As we get older, things we take for granted, like getting up from the floor or lifting heavy bags of groceries, can become more challenging. The term functional fitness refers to exercises that support your daily activities by activating and strengthening the muscles used to perform them. In addition to strength, it focuses on balance, flexibility, and range of motion. These are all things that can suffer as we age due to loss of muscle mass and bone density.
That loss of strength and mobility can result in poor posture and a higher risk of injury. Before you know it, you’ve thrown your back out by bending over to tie your shoelace. To avoid this, up your strength training game, throw in some yoga or pilates, watch your diet, and above all, work your core with the standing core exercises below!
What really is the “core,” and how will these standing core exercises help?
Almost every movement you make, like walking or standing from a seated position, relies on core strength to prevent injury. No, we aren’t talking about just your abdominals. While abs tend to get the most attention, your core is actually made up of all the muscles that attach to your spine and pelvis. These muscles work together to stabilize and protect your body and are necessary for not only balance but overall stronger movements both in and out of the gym. Some of the muscles run horizontally, while others run vertically, and some, like the obliques, extend in a diagonal direction. Together they form a stabilization system that, when strong, supports your every move.

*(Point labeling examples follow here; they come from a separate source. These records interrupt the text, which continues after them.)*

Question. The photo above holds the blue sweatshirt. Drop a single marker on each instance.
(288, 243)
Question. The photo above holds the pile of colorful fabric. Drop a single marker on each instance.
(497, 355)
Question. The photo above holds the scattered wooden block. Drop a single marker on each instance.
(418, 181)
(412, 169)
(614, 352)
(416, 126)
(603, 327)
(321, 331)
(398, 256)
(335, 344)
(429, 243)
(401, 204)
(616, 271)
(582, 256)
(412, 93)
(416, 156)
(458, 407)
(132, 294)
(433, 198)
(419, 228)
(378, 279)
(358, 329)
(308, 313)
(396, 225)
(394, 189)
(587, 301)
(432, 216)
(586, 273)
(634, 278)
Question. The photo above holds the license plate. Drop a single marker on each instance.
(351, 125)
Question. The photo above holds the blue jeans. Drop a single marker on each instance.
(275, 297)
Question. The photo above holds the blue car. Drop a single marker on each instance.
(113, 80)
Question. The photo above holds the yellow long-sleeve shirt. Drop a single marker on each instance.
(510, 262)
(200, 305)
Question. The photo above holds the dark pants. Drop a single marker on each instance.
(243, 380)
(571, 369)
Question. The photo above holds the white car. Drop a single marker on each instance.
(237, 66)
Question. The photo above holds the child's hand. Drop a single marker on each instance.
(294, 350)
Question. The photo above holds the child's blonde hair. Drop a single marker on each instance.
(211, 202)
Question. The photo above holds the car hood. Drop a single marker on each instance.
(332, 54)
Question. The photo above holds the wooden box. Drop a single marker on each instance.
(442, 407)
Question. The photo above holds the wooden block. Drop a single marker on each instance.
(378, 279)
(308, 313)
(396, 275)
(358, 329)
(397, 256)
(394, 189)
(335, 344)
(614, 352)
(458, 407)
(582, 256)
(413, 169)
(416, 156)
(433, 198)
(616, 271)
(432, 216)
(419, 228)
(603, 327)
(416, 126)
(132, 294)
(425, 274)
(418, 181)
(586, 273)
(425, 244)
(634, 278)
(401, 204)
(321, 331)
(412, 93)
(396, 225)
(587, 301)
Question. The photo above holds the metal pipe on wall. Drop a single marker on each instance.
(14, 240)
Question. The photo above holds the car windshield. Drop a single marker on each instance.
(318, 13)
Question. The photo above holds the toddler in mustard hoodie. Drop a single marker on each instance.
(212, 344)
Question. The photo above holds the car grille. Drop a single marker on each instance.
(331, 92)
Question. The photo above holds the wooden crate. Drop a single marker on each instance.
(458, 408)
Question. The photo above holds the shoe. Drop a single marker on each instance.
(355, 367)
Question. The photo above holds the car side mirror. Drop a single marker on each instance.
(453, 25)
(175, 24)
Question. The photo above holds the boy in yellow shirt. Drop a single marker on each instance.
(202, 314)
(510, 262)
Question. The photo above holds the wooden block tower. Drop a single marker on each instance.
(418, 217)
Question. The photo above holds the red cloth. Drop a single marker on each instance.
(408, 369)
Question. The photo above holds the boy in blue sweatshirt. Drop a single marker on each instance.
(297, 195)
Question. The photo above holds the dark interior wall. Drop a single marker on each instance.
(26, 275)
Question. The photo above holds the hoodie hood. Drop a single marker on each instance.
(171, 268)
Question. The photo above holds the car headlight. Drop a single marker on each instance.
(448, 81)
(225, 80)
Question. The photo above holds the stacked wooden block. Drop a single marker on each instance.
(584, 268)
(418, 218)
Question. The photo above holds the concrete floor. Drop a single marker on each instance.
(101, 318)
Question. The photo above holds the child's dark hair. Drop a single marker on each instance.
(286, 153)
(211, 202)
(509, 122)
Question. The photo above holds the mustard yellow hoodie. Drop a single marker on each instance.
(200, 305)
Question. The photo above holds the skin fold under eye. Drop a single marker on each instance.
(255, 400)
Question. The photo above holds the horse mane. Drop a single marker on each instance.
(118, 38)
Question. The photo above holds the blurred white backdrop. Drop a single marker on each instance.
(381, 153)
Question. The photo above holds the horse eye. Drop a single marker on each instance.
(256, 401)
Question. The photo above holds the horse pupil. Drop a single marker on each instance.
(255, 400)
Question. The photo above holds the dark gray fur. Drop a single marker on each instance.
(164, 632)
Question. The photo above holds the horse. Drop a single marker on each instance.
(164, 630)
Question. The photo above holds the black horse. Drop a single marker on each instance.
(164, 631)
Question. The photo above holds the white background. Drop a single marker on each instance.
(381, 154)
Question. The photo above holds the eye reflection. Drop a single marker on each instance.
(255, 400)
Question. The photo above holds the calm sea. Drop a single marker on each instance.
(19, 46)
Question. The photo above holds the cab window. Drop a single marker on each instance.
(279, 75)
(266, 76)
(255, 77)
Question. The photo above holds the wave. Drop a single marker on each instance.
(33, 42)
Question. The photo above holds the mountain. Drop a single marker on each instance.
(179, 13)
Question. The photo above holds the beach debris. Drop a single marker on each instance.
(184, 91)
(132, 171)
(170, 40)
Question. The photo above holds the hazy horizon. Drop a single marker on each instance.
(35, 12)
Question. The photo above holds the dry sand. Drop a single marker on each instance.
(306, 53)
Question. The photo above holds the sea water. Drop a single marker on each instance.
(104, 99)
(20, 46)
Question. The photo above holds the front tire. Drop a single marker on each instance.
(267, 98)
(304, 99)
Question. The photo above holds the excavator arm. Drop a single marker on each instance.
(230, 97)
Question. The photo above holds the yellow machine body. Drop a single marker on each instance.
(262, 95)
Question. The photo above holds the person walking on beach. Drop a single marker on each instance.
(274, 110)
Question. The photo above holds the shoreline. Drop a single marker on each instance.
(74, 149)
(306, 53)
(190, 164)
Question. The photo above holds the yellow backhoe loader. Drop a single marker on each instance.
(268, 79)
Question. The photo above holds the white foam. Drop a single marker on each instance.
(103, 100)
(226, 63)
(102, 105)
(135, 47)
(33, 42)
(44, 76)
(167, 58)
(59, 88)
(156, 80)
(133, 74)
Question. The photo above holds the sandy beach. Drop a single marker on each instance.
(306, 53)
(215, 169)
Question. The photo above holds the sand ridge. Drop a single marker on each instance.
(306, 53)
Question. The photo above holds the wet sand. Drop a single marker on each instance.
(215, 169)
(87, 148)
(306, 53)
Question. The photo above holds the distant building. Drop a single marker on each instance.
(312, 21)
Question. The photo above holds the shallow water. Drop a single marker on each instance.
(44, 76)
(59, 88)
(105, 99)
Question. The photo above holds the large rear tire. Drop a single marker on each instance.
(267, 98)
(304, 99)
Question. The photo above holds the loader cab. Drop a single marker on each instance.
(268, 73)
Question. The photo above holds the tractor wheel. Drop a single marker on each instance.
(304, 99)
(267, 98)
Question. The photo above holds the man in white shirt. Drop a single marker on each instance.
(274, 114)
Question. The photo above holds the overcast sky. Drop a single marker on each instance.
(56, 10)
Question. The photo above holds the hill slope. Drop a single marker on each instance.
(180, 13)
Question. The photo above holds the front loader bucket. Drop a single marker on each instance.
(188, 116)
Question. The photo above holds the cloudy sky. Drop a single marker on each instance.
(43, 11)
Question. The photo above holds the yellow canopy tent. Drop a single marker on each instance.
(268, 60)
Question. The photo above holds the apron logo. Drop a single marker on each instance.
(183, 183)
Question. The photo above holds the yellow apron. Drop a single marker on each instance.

There’s no argument that sit-ups and crunches work the abs, and planks are a must for working the entire core. But if you want to shake things up a little, it’s time to get on your feet. Standing core exercises engage more muscles simultaneously, forcing you to activate them in a way that floor exercises alone do not. Plus, there is less strain on your neck and hip flexors when you aren’t lying on your back.
Try adding these five standing core exercises to your workout routine. Perfect for tacking on to the end of your strength training days, or for a core-focused day, perform 2-3 sets of each.
1. Weighted Side Bend
Great for lengthening and strengthening, perform this move by standing with your feet hip-width apart and holding a dumbbell in your right hand. With your opposite hand on your hip (or behind your head if you are more advanced), gently lean to the right side, keeping the dumbbell close to your leg like you are painting a stripe down the side of your leggings. Keeping your hips facing forward, engage your obliques to return to center. Perform 30 seconds on one side and 30 seconds on the other.
2. Weighted Wood Chopper
One of the most effective standing core exercises for targeting the obliques, the wood chopper is performed by standing with feet slightly wider than hip-width apart and holding one dumbbell horizontally at your chest. Bend your knees slightly and pivot your feet as you lower the weight to the outside of your right foot. Bring the weight back across your body and over your left shoulder in a reverse “chopping” motion, again pivoting your feet to follow the weight. Repeat for 30 seconds before switching to the opposite side.
3. Weighted Core Crunch
Think of this as a standing sit-up. Start with your feet hip-width apart and hold one weight horizontally overhead. Bring your right knee up and in towards your chest while bringing the weight down to meet it at the same time. Lift the weight overhead as you lower your knee to the floor. Bring the left knee in, and continue to alternate for 60 seconds, bringing the weight down to tap the knee each time.
4. Standing Straight Leg Lift
This one will test your balance in a whole new way. Stand with feet hip-width apart, and extend both arms straight in front of you, holding them perpendicular to your body. Activate your lower abs and keep them tight as you lift your leg to hip height. Keep the leg straight but the knee soft, and keep your core engaged to avoid leaning back. Alternate legs for 60 seconds.
5. Standing Bicycle Crunch
This oblique burner can torch MORE calories than the traditional floor variation, thanks to all of the additional muscles required to perform it. Begin by standing with feet shoulder-width apart, hands behind your head, and elbows in line with your shoulders. Raise your right knee as high as you can to your chest while simultaneously twisting your torso to bring the left elbow to the knee. Be careful not to pull on your neck as you draw the elbow down. Keep the work in the obliques where it belongs. Alternate sides for 60 seconds.
Changing up your routine is a good way to avoid physical plateaus and mental boredom. While it may take a little getting used to, once you master standing core work, it can be as (or in some cases more) effective than the floor variations. Try them for a few weeks, and you’ll be walking a little taller and feeling a whole lot stronger, ready to tackle all of the daily physical challenges life throws your way.